Likewise, in response to news stories in Los Angeles County about CPS performance, SEIU Local 721 in 2011 authored an exhaustive and detailed set of recommendations for improving and streamlining operations and enhancing social worker productivity. Most of the suggestions could be implemented within existing resources. Suggestions included how to eliminate duplicative paperwork, improve coordination between departments and employees, and shift staffing to ensure greater productivity and job satisfaction. But, these suggestions have been largely ignored.

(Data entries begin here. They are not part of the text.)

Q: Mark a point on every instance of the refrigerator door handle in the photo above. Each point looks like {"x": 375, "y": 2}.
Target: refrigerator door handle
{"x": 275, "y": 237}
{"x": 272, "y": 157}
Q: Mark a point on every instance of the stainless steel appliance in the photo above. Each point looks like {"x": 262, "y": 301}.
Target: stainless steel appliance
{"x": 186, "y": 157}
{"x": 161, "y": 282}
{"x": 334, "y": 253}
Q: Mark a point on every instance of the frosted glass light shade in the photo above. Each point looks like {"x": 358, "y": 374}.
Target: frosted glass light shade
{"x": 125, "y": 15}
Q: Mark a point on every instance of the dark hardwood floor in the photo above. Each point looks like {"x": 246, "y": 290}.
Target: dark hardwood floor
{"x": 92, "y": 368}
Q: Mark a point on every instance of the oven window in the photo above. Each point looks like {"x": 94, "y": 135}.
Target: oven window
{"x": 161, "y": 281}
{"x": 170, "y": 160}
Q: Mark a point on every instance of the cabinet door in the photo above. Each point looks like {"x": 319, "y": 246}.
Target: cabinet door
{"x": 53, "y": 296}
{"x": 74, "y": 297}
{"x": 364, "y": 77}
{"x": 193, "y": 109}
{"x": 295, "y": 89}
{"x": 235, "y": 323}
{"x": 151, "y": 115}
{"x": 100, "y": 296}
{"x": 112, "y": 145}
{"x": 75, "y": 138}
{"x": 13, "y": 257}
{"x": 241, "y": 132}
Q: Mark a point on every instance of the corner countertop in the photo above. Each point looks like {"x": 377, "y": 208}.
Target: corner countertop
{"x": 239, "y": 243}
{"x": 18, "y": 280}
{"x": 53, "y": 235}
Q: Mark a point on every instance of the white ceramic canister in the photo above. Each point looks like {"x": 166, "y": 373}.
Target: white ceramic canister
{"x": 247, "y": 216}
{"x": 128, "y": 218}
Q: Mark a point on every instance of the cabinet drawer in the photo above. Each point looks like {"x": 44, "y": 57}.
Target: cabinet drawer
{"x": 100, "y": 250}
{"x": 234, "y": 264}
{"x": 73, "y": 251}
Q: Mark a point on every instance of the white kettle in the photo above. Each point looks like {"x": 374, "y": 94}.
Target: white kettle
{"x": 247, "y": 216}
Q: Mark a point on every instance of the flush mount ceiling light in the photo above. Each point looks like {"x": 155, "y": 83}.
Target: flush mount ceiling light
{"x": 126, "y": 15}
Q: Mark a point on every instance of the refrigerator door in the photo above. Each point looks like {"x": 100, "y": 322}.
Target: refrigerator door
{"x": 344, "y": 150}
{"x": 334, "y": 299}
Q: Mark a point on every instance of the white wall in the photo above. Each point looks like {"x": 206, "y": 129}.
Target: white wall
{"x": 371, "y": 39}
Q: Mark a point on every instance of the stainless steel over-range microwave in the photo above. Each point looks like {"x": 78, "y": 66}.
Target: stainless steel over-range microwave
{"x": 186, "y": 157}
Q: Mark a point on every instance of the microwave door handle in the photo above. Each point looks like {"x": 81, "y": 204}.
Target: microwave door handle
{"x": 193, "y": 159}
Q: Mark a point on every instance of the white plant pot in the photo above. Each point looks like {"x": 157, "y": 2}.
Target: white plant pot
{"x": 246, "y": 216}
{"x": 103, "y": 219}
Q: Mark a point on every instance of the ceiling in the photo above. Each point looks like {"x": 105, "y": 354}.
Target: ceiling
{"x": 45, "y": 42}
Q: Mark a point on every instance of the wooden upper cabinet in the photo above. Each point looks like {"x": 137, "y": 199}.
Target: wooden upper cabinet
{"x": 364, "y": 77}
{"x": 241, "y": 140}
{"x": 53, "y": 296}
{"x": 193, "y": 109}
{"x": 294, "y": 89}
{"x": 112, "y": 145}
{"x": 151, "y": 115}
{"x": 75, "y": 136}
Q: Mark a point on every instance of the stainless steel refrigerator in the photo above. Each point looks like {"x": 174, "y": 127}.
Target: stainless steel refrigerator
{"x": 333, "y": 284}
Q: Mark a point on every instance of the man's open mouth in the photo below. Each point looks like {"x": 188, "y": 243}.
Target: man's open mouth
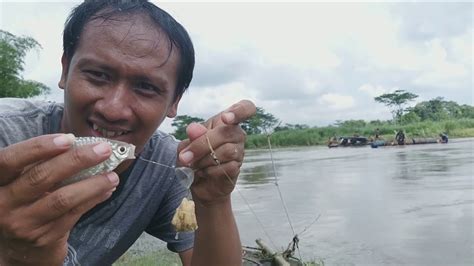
{"x": 108, "y": 133}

And all of these county-level failings took place during the world prior to re-alignment, when the State had the power of the purse to influence policy.  Now, while the federal government continues to look to the State as the one throat to choke when it comes to ensuring its Title IV-E money is well spent, the State has less of a central role in guiding child welfare policy than perhaps ever before.

What is clear is this:  only until State and federal governments get serious about monitoring how federal tax dollars are spent will California’s abused and neglected children obtain the level of care and services they deserve.